“Bricks and Mortar is the story of the sex trade in a big city in the former GDR, from just before 1989 to the present day, charting the development of the industry from absolute prohibition to full legality in the twenty years following the reunification of Germany. The focus is on the rise and fall of one man from football hooligan to large-scale landlord and service- provider for prostitutes to, ultimately, a man persecuted by those he once trusted.

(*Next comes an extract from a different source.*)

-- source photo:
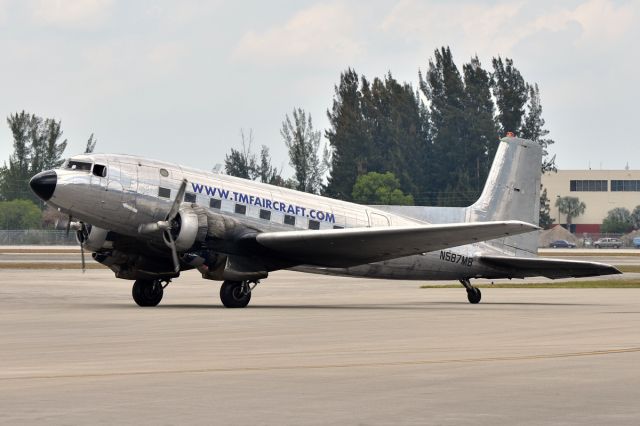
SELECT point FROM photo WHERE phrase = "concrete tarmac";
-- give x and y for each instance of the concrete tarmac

But we also hear other voices: many different women who work in prostitution, their clients, small-time gangsters, an ex-jockey searching for his drug-addict daughter, a businessman from the West, a girl forced into child prostitution, a detective, a pirate radio presenter…
In his most ambitious book to date, Clemens Meyer pays homage to modernist, East German and contemporary writers like Alfred Döblin, Wolfgang Hilbig and David Peace but uses his own style and almost hallucinatory techniques. Time shifts and stretches, people die and come to life again, and Meyer takes his characters seriously and challenges his readers in this dizzying eye-opening novel that also finds inspiration in the films of Russ Meyer, Takashi Miike, Gaspar Noé and David Lynch.

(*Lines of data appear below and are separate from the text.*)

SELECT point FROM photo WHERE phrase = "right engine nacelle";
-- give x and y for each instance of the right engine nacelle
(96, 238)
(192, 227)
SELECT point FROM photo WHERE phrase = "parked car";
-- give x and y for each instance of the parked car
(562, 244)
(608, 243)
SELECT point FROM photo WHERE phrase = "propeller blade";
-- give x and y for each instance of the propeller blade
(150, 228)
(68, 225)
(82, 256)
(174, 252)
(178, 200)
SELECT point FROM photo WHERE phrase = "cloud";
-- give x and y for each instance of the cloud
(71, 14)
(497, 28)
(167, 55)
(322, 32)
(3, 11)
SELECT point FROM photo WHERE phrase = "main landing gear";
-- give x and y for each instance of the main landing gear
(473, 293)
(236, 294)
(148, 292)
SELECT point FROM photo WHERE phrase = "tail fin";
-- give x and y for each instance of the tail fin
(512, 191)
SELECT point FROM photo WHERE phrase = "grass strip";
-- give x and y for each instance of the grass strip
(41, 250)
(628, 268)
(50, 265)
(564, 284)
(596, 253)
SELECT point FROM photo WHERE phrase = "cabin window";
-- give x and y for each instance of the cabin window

Clemens Meyer was born 1977 in Halle and lives in Leipzig. After high school he jobbed as a watchman, building worker and removal man. He studied creative writing at the German Literary Institute, Leipzig and was granted a scholarship by the Saxon Ministry of Science and Arts in 2002. His first novel, Als wir träumten, was a huge success and for his second book, Die Nacht, die Lichter, a collection of short stories, he was awarded the Leipzig Book Fair Prize 2008. Bricks and Mortar, his latest novel, was shortlisted for the German Book Prize and was awarded the Bremer Literaturpreis 2014.

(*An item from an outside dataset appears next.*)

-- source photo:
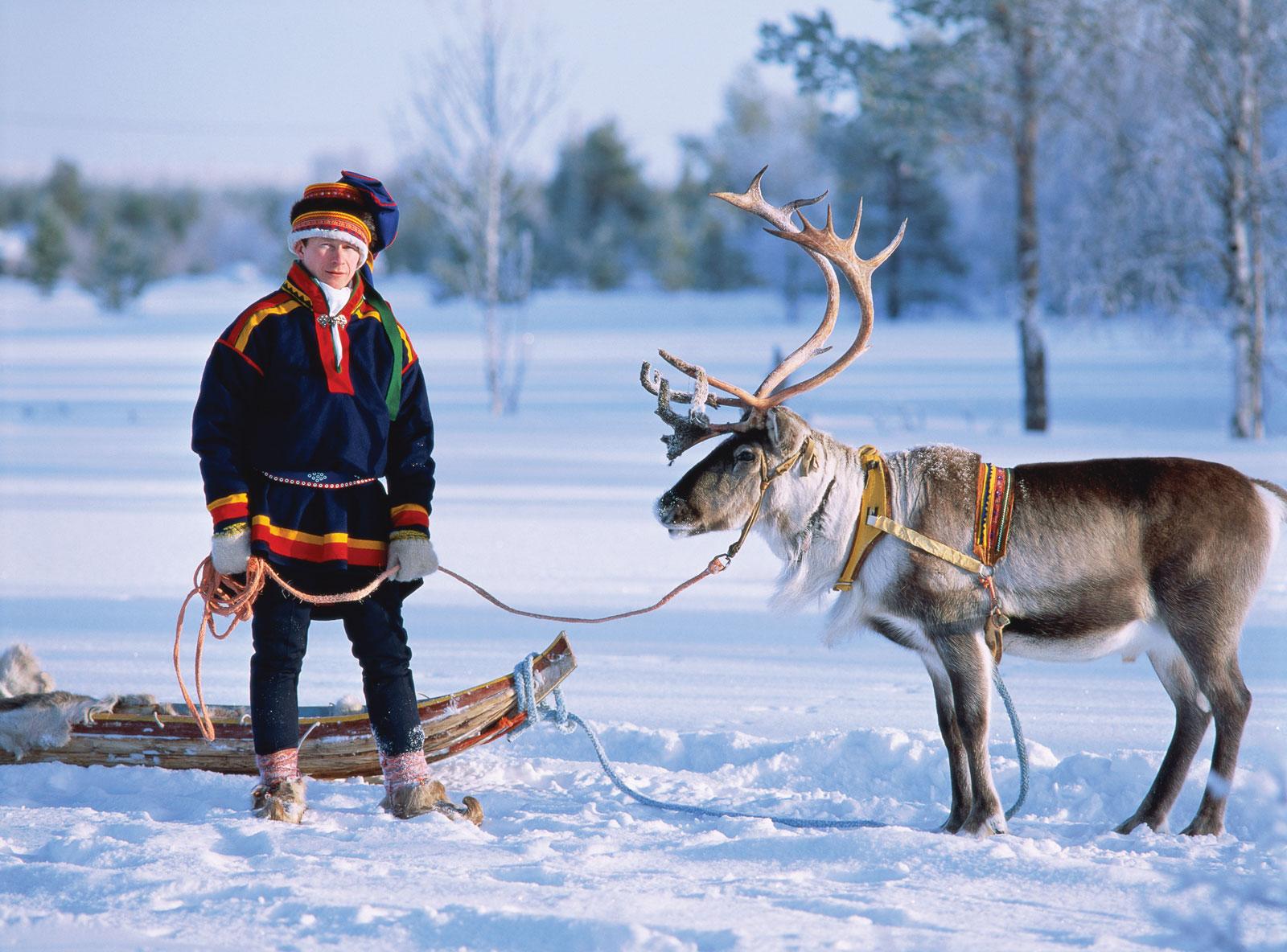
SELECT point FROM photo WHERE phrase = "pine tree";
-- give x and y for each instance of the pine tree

Katy Derbyshire, originally from London, has lived in Berlin for twenty years. She translates contemporary German writers including Inka Parei, Dorothee Elmiger, Simon Urban, Annett Gröschner and Christa Wolf. Her translation of Clemens Meyer’s Die Nacht, die Lichter was published as All the Lights by And Other Stories in 2011.She occasionally teaches translation and also co-hosts a monthly translation lab and the bi-monthly Dead Ladies Show.”